She remembered the book under her arm and, grateful for the distraction, quickly walked into the salon and sat in front of the fire, opening the book. She blissfully forgot her confusion and fear as she read, even ignoring the clock’s account of the passing hours, until she heard a sound beneath the rolling thunder—one voice, then another. Leaving her hand on the book, she looked up and back toward the front door, expecting a knock. A key entered the lock, and suddenly the fire in the salon went out.
Calpurnia sat stone-still as she watched two people enter the house. A woman in a long black cloak stepped in, pushing back her hood. Fred, his hand covered with a rain-stained white handkerchief, took the key from the lock before stepping in behind her and closing the door. He dropped the keyring in his pocket and hung his coat on the stand before turning to take the woman’s cloak. Both dripped harmoniously on the wooden floor as Fred lit candles in the hallway, and Calpurnia watched the light creep toward the salon’s doorway.
“It’s a lovely house,” the woman’s voice came from around the corner.
Calpurnia stood and tiptoed to the doorway, placing a hand on the frame as she peeked around. The woman’s back was turned to Calpurnia. Her dark hair was pulled back in a low chignon, and her pale pink dress with its delicate white lace and small buttons made her look like one of the porcelain dolls in the cabinet: elegant, beautiful, fragile.

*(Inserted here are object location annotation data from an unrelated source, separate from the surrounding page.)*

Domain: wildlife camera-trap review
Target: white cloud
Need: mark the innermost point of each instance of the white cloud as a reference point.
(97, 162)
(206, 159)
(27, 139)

Fred walked out of the kitchen with a candle holder in one hand. He caught Calpurnia’s eye and smiled, but said nothing, returning his attention to the other woman. “It is a lovely house, yes,” he agreed. “Was rather a ruin when its most recent owner took possession.”
The woman looked around curiously. “It’s had extensive renovation, then?”
Calpurnia frowned, moving around the corner. “Fred? What’s going on?”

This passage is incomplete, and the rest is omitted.